На Рыбачьем
asanri3@yandex.ru
asamura@mail.ru
Copyright ©
+7949 707 33 29
На Рыбачьем
Рассказ
Всем детям Рыбачьего, которые разделили со мной детство.
Миша доел кашу и спросил:
– Идёшь?..
– Сейчас, – заторопился брат.
– Ну как хочешь…
Брат бросил ложку и схватил копье. Копьём служила старая лыжная палку с железным остриём на конце.
Пошли кустами вдоль блестевшего залива. В шалаше курили четверо.
– Попались! – закричал Миша страшным голосом.
– Вот ты чёрт! – выругался Вовка Хомяков, отшвыривая козью ножку. – Напугал!
Миша полез внутрь. Брат сказал:
– Я буду вас охранять и принялся ходить вдоль шалаша с лыжной палкой наперевес.
– Ну охраняй… – состроил морду и высунул язык Салават Кудашев, изображая собаку.
Толик Мячин в такт ему повертел пальцем у виска, а Ремка Дьяконов состроил потешную морду, и они тайком выбрались с другой стороны шалаша. Брат ничего не заметил. Тихонько ушли в сторону залива. Когда отошли, стали безудержно хохотать, изображая, как испугается брат Миши.
У берега обнаружили плот. Миша прыгнул первый. Толик Мячин на свою беду – следом. Миша оттолкнулся шестом, и поплыли. Салават Кудашев, Вовка Хомяков и Ремка Дьяконов не сразу сообразили, а потом – стали швырять камни. Толику Мячину попали в голову. Спасла толстая офицерская шапка. Он всё равно захныкал:
– Больно…
Миша знай себе ловко уворачивался. Когда отплыли достаточно далеко, камни перестали долетать, но на другом краю бара сели на мель, хотя было время прилива.
– Пошли! – сказал Миша, спуская ноги с плота.
Глубина была выше колена. Сапоги тотчас наполнились водой. Миша подумал, что будет холодно, но было даже очень терпимо.
– Мама будет ругать… – заныл Толик Мячин.
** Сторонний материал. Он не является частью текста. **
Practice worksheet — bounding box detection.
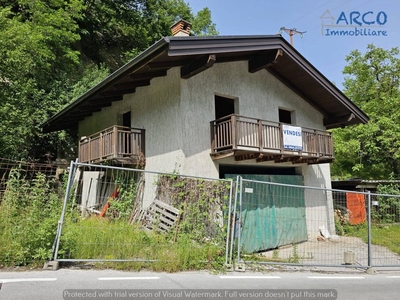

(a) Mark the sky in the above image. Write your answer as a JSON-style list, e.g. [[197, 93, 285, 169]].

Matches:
[[185, 0, 400, 89]]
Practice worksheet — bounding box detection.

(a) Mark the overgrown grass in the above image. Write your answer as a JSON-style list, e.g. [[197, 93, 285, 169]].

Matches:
[[0, 171, 225, 272], [61, 217, 225, 272], [346, 223, 400, 254]]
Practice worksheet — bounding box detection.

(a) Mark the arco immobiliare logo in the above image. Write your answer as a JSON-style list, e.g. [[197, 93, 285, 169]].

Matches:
[[321, 10, 388, 37]]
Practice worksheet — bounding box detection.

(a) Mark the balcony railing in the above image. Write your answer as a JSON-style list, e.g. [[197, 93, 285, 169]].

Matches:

– А ты не говори, – поучал Миша.
Толик Мячин с удивлением посмотрел на него, но ничего не ответил. Миша решил, как будет выпутываться: тайком войдёт на кухню и поставит сапоги сушиться, а штаны выжмет и повесит за койкой так, чтобы мать не заметила. В худшем случае заработаю подзатыльник, решил он.
Шли минут десять. Под ногами мелькали мальки камбалы. Сопка поднималась все выше и выше. Наконец выбрались. Вылили воду из сапог, выжали носки и пошли напрямик вдоль стланика. Справа виднелись коровник и старые артиллерийские сараи, где теперь хранилось сено для коров.
Мать грозно спросила:
– А где Андрей?..
– Не знаю, – ответил Миша.
– Иди ищи брата! – велела мать.
Миша сделал вид, что не услышал.
– Иди! – пригрозила мать.
Миша риторически выругался: «Вобла!», надел сухие кирзовые сапоги и пошёл. Брат сидел в шалаше и плакал:
– Куда вы все делись? Я испугался…
– Пойдём! – сказал Миша. – Мама зовёт.
– Я ей всё расскажу!
– Только попробуй! – показал кулак Миша.
– А вот и расскажу! – не уступил брат. – Придурок!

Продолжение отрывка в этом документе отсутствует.